Stumped on windowing

From: artacus(at)comcast(dot)net
To: pgsql-general(at)postgresql(dot)org
Subject: Stumped on windowing
Date: 2011-06-17 17:53:07
Message-ID: 439290549.2025501.1308333187885.JavaMail.root@sz0018a.emeryville.ca.mail.comcast.net
Views: Raw Message | Whole Thread | Download mbox | Resend email
Thread:
Lists: pgsql-general

I'm working with a product that uses effective date based data structures. We then create views using analytic functions that have begin and end dates for when that record was valid. This works fine when there is just one record per item that is valid at any given time (for instance job assignment details).

But now I have a table where multiple rows can be valid for a given date and it is giving me grief. This particular table is about job funding and at any given time a job may be funded out of several accounts.

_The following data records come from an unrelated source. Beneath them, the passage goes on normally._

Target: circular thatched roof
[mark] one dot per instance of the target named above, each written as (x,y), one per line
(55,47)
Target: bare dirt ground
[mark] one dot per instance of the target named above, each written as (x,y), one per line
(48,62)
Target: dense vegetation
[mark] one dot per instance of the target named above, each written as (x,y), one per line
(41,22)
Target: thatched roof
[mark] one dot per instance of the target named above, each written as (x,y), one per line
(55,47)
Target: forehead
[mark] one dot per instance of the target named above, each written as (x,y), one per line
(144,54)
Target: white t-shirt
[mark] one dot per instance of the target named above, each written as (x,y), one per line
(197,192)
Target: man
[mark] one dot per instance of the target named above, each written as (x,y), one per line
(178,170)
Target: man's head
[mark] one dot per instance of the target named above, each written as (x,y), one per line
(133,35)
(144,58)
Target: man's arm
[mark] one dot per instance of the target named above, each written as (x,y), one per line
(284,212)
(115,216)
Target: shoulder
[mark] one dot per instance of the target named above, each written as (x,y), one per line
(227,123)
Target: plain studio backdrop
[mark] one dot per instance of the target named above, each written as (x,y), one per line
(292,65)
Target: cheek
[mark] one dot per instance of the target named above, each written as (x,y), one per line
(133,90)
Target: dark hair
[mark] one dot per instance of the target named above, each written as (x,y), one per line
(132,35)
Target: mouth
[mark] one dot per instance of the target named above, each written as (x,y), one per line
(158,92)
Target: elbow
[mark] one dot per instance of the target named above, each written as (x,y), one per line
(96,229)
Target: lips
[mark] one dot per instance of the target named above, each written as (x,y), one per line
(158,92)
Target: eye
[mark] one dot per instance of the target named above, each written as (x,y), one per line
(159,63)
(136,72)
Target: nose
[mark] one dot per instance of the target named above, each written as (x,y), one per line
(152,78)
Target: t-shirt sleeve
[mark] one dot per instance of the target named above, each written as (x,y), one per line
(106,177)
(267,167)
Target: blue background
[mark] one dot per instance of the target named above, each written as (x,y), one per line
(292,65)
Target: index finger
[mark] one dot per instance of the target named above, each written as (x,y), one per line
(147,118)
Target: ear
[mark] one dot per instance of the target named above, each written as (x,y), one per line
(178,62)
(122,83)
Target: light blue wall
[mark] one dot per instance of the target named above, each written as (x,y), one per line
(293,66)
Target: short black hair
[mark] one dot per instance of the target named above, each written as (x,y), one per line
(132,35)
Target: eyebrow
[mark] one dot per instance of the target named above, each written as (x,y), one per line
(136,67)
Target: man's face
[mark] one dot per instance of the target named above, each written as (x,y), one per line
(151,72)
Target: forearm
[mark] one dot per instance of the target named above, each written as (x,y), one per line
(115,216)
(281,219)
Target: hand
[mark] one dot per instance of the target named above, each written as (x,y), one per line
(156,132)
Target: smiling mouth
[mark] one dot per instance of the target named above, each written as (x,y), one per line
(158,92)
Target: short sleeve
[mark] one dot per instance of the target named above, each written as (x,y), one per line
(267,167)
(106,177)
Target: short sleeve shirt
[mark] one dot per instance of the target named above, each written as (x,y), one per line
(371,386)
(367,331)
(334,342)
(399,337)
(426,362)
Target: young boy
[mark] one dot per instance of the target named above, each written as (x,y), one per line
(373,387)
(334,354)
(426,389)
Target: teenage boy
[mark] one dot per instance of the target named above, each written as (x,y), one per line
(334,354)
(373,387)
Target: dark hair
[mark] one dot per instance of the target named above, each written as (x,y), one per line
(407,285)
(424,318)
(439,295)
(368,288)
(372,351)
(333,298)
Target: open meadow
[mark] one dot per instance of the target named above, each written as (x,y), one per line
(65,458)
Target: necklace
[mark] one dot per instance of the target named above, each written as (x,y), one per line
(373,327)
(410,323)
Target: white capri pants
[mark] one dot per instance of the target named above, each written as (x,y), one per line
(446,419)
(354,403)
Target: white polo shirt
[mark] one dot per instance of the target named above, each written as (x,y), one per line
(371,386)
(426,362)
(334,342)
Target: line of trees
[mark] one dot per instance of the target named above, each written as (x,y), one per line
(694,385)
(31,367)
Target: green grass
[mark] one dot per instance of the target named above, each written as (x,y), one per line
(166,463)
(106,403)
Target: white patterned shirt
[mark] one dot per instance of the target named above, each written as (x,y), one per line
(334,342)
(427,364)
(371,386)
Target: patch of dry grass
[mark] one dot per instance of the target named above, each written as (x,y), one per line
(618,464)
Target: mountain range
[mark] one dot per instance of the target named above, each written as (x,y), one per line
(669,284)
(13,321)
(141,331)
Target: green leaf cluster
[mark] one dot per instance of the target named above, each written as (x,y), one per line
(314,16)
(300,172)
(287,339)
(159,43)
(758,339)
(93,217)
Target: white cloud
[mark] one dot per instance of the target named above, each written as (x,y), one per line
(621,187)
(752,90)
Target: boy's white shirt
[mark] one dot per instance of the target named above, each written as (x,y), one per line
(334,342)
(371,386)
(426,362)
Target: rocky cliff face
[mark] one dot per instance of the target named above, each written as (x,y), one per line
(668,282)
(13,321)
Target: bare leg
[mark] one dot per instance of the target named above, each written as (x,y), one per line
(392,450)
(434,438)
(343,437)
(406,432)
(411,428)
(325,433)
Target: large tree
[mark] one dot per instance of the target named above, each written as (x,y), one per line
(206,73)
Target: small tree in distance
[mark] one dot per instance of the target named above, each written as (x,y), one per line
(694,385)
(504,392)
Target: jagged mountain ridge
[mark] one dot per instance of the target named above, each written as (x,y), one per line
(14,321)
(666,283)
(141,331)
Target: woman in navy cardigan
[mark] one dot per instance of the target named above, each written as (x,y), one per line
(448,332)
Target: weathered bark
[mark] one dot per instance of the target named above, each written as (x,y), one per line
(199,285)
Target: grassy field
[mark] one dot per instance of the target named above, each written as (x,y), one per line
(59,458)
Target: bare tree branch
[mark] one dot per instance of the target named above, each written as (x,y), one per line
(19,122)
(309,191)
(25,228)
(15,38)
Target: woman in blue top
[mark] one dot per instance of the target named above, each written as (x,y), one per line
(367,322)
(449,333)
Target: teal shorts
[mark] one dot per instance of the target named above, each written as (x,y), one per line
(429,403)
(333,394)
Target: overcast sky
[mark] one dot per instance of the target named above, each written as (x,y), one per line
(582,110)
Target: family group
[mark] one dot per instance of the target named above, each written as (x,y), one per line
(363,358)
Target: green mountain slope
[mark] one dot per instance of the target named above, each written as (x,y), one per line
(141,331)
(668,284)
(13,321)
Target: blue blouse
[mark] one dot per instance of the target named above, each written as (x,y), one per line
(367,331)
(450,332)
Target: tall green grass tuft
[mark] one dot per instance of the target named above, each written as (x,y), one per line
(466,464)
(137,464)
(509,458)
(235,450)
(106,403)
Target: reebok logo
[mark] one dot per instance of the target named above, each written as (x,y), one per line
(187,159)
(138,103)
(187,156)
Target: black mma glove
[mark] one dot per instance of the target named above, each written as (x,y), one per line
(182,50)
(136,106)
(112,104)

Here is a simplified example of the data:

EMP_ID POSN EFF_DATE FUND ORG PCT DENSE_RANK
56332 001071 2010-07-01 22086 182030 4.00 1
56332 001071 2010-07-01 24095 184001 10.00 1
56332 001071 2010-07-01 22065 182024 20.00 1
56332 001071 2010-07-01 14001 000121 26.00 1
56332 001071 2010-07-01 22088 182031 40.00 1
56332 001071 2010-12-01 24095 184001 14.00 2
56332 001071 2010-12-01 14001 000121 21.00 2
56332 001071 2010-12-01 22065 182024 25.00 2
56332 001071 2010-12-01 22088 182031 40.00 2
56332 001071 2011-04-01 22086 182030 4.00 3
56332 001071 2011-04-01 24095 184001 10.00 3
56332 001071 2011-04-01 22088 182031 40.00 3
56332 001071 2011-04-01 22065 182024 46.00 3

So my initial attempt was to do something like :

LEAD(eff_date - 1) OVER (PARTITION BY emp_id, posn, fund, org ORDER BY eff_date)

But that wont work in the above example because the fund 22086 drops off completely on 12/01 and returns 4/01. So if I used that approach the result would be wrong between 12/01 and 4/01. What I really need is the value from the next window but nothing seems to work that way. What I need is something like:

MIN ( CASE WHEN eff_date > CURRENT_ROW.eff_date THEN eff_date END ) OVER (
PARTITION BY emp_id, posn ORDER BY eff_date) <- a way not to include the current value

MIN(eff_date) OVER (PARTITION BY emp_id, posn ORDER BY eff_date RANGE UNBOUNDED FOLLOWING) <- not include current row

MIN(eff_date) OVER(PARTITION BY emp_id, posn ORDER BY eff_date RANGE BETWEEN CURRENT ROW + 1 AND UNBOUNDED FOLLOWING)

BTW, here is the correctly working dense rank part:
DENSE_RANK() OVER (PARTITION BY emp_id, posn ORDER BY eff_date)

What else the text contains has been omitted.